Consumer advocates suspect that the political effect of the State Farm announcement is as significant as the business logic behind it.
“The idea that their decision is because they’re not getting the rate increases they want, that’s really not true,” said Amy Bach, executive director of consumer advocacy group United Policyholders.
“It’s a convenient excuse to blame the commissioner and blame Prop. 103 and blame the rate-making process,” Bach said. “But it’s really more complicated than that,” and could have as much to do with a bad year on the stock market hurting the company’s investment income as California’s tinderbox hillsides.
Even Frazier, the industry representative who thinks that California’s insurance regulation needs major reforms, admits that State Farm’s move cannot be entirely explained by mispriced wildfire risks. The mention of rising construction costs, to his eye, implies a different possible explanation for the pause.
The price of building materials and labor surged in the last three years, which has prompted California homeowners to raise their level of insurance coverage — where a homeowner might have been comfortable with a $250,000 policy to cover rebuilding costs in case of a fire, now they might want to up that to $350,000 or more, and willingly pay a higher premium for that more expansive protection.
As a whole, the homeowners insurance market in California has risen from $8.2 billion in premiums in 2018 to more than $12 billion today, with State Farm’s share rising from a little under $1.5 billion to more than $2.5 billion, largely on the back of these rising construction costs.
Frazier said that this jump might put State Farm in a financial bind. Insurance companies, like banks, are required to keep a certain amount of cash on hand to make good on claims in case of disaster.
The latest filings available, from the end of 2021, show that State Farm General, the California subsidiary of the national company, can’t dip below $458 million in reserves as a baseline, and would trigger higher scrutiny from regulators if its surplus fell below three times that, or $1.37 billion. Its latest reported surplus of $1.98 billion is well above that but marks a sharp drop from $2.3 billion in 2021. A growing book of business, a year of large losses, and rising reinsurance costs or other financial factors in today’s volatile financial markets could all, theoretically, mean that the company is edging toward those capital limits.
In this scenario, State Farm has gotten ahead of itself, growing its business beyond its capacity to fund it. Being allowed to charge higher premiums, whether through reinsurance pass-throughs or fire modeling, would bring in more capital to balance out its growing book of business. But the company could also straighten out its books by going to the reinsurance market, or applying for rate increases and transparently pleading its case to the Insurance Department.

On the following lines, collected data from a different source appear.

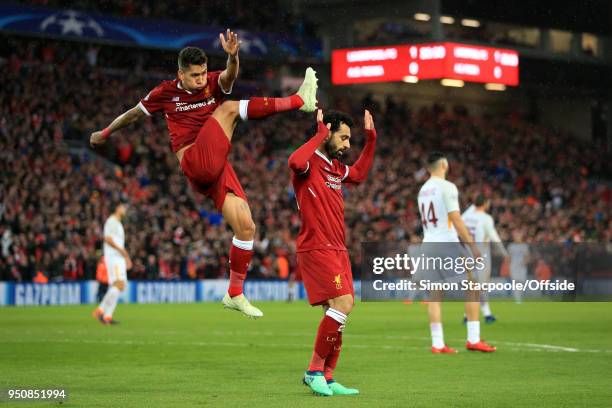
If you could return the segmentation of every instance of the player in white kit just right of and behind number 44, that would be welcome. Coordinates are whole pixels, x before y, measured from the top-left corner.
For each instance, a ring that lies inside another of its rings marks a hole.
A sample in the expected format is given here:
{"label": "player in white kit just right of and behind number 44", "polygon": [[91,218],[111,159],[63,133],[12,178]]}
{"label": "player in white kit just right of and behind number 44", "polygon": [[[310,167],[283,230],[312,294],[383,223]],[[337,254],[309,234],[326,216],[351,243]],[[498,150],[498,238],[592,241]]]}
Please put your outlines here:
{"label": "player in white kit just right of and behind number 44", "polygon": [[[474,204],[461,215],[468,232],[474,242],[476,242],[476,245],[478,245],[480,254],[484,259],[485,268],[478,276],[480,282],[489,282],[491,279],[491,243],[495,244],[497,251],[506,260],[509,258],[508,251],[506,251],[504,244],[502,244],[499,238],[499,234],[495,230],[493,217],[487,214],[490,206],[491,202],[483,194],[479,194]],[[497,320],[491,312],[487,292],[480,293],[480,310],[485,318],[485,323],[494,323]],[[466,322],[467,317],[464,317],[464,323]]]}

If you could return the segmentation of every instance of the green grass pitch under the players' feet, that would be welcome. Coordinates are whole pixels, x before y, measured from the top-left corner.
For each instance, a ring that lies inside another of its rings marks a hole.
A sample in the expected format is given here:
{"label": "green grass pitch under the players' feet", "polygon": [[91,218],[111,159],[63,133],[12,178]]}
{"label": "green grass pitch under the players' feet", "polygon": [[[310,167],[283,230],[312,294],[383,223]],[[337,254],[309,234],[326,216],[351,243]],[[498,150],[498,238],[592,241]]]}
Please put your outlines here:
{"label": "green grass pitch under the players' feet", "polygon": [[[612,303],[493,303],[493,354],[463,348],[462,304],[446,303],[458,355],[432,355],[421,304],[358,303],[336,378],[356,397],[315,397],[300,378],[320,308],[257,303],[0,308],[0,388],[65,387],[63,407],[610,407]],[[44,407],[59,403],[0,403]]]}

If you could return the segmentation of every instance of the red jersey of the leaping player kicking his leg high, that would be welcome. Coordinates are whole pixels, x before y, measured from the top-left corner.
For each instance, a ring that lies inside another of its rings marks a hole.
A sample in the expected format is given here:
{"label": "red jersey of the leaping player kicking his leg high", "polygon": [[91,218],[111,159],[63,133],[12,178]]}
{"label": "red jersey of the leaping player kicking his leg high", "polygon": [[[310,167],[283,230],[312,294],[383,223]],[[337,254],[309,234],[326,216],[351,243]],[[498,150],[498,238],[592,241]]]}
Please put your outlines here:
{"label": "red jersey of the leaping player kicking his leg high", "polygon": [[223,102],[223,90],[219,82],[221,71],[208,72],[208,83],[199,92],[190,92],[181,87],[178,79],[163,81],[139,103],[138,107],[151,116],[163,112],[166,117],[172,151],[195,141],[200,128]]}

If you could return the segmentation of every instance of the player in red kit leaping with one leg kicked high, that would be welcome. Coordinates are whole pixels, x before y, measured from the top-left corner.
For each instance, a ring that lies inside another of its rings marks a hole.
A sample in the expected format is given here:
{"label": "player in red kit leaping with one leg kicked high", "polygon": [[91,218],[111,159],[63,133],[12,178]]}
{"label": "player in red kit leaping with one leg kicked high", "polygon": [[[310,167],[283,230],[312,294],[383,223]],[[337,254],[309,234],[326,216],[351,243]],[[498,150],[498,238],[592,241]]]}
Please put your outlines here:
{"label": "player in red kit leaping with one leg kicked high", "polygon": [[177,78],[163,81],[135,107],[118,116],[105,129],[91,135],[92,146],[103,144],[111,133],[144,116],[162,113],[168,125],[172,151],[191,186],[210,197],[234,232],[230,249],[230,284],[223,298],[226,308],[253,318],[263,316],[242,293],[253,256],[255,224],[246,194],[228,161],[238,118],[260,119],[277,112],[316,109],[317,78],[312,68],[295,95],[286,98],[257,97],[226,101],[238,76],[238,35],[219,34],[228,54],[223,71],[208,71],[208,58],[196,47],[183,48],[178,57]]}

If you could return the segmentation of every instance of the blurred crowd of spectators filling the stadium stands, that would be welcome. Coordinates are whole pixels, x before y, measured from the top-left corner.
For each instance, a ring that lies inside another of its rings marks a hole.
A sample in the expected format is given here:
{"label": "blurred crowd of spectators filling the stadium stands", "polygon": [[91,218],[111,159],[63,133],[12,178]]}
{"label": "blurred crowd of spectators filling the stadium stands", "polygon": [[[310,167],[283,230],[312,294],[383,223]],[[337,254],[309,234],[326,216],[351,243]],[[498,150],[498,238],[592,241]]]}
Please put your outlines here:
{"label": "blurred crowd of spectators filling the stadium stands", "polygon": [[[97,154],[68,147],[74,139],[85,146],[92,130],[135,105],[159,81],[159,67],[134,69],[132,53],[121,49],[92,63],[85,46],[7,40],[0,47],[0,280],[38,272],[52,281],[93,278],[103,223],[120,198],[129,202],[131,279],[226,277],[232,233],[188,187],[162,117],[119,132]],[[358,123],[348,162],[363,144],[364,106],[380,137],[367,182],[344,190],[355,266],[361,241],[418,242],[415,200],[433,149],[450,154],[462,208],[479,192],[491,198],[504,241],[517,233],[528,242],[612,241],[611,164],[589,143],[517,113],[475,117],[460,108],[413,111],[392,99],[337,98],[333,108]],[[250,121],[234,137],[231,161],[258,227],[250,277],[286,278],[294,267],[300,221],[287,158],[312,119]]]}

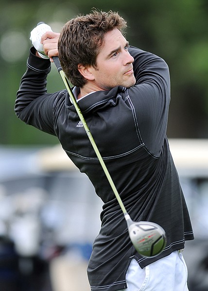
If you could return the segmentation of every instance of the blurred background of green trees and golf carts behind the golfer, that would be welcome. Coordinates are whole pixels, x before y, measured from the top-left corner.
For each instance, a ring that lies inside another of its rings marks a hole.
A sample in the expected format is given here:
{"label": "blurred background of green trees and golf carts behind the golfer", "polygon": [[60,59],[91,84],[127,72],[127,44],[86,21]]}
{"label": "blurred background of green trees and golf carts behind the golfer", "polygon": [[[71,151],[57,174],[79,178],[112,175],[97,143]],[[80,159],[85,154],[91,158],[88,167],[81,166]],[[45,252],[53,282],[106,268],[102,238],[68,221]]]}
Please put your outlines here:
{"label": "blurred background of green trees and golf carts behind the golfer", "polygon": [[[168,63],[167,135],[190,210],[195,240],[184,257],[190,291],[208,290],[208,1],[0,1],[0,291],[88,291],[87,260],[102,203],[57,139],[14,113],[30,32],[54,32],[95,7],[119,11],[130,45]],[[55,66],[48,92],[63,89]]]}

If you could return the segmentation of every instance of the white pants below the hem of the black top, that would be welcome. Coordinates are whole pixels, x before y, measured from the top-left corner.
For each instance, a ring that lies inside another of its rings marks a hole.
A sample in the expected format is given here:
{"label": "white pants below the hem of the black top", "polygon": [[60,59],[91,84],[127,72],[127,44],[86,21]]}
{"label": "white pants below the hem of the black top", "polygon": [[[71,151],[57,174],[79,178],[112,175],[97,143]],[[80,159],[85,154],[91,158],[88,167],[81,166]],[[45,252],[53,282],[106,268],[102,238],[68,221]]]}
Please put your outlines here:
{"label": "white pants below the hem of the black top", "polygon": [[179,251],[146,266],[132,259],[126,273],[127,289],[121,291],[189,291],[187,266]]}

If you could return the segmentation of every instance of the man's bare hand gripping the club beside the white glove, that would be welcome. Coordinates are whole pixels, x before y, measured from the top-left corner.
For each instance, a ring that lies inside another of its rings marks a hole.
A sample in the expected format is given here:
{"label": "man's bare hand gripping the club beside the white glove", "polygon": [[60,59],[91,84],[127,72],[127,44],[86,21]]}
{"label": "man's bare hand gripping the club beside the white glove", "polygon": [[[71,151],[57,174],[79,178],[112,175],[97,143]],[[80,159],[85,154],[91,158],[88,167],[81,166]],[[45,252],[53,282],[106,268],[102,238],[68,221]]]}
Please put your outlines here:
{"label": "man's bare hand gripping the club beside the white glove", "polygon": [[51,62],[53,62],[52,57],[58,57],[58,39],[60,33],[57,32],[45,32],[40,43],[43,45],[43,50],[45,55],[47,55]]}

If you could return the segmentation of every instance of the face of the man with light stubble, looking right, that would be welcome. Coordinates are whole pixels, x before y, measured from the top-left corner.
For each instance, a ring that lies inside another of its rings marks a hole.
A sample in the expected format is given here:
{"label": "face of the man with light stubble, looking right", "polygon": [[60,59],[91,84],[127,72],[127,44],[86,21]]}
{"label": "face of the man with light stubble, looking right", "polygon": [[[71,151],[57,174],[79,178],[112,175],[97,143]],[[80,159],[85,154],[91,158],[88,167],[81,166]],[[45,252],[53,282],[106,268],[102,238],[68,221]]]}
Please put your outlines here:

Lara, the insurance commissioner, has mostly kept quiet in the wake of State Farm’s announcement, declining interview requests and pointing The Times to a statement underlining that more than 100 insurance companies are still writing new policies in the state, that State Farm will renew existing policies and that it’s working on wildfire risk mitigation plans.
But the complexity — and opacity — of the situation hasn’t stopped the insurance industry from using State Farm’s decision to argue for regulatory change.
California lawmakers held hearings Wednesday in Sacramento investigating the question of whether insurers should be allowed to use forward-looking wildfire models to price policies. The Insurance Department will be hosting a workshop in July to examine the same.
Consumer advocates remain skeptical.
“This has nothing to do with climate change, it has to do with the industry’s greed and its 35-year campaign — so far unsuccessful — to escape the requirements of Prop. 103,” said Harvey Rosenfield, the founder of Consumer Watchdog, which spearheaded the campaign to pass Proposition 103.
And with State Farm unwilling to talk with the media and open its books, it’s difficult to separate industry spin from financial — and fire — reality.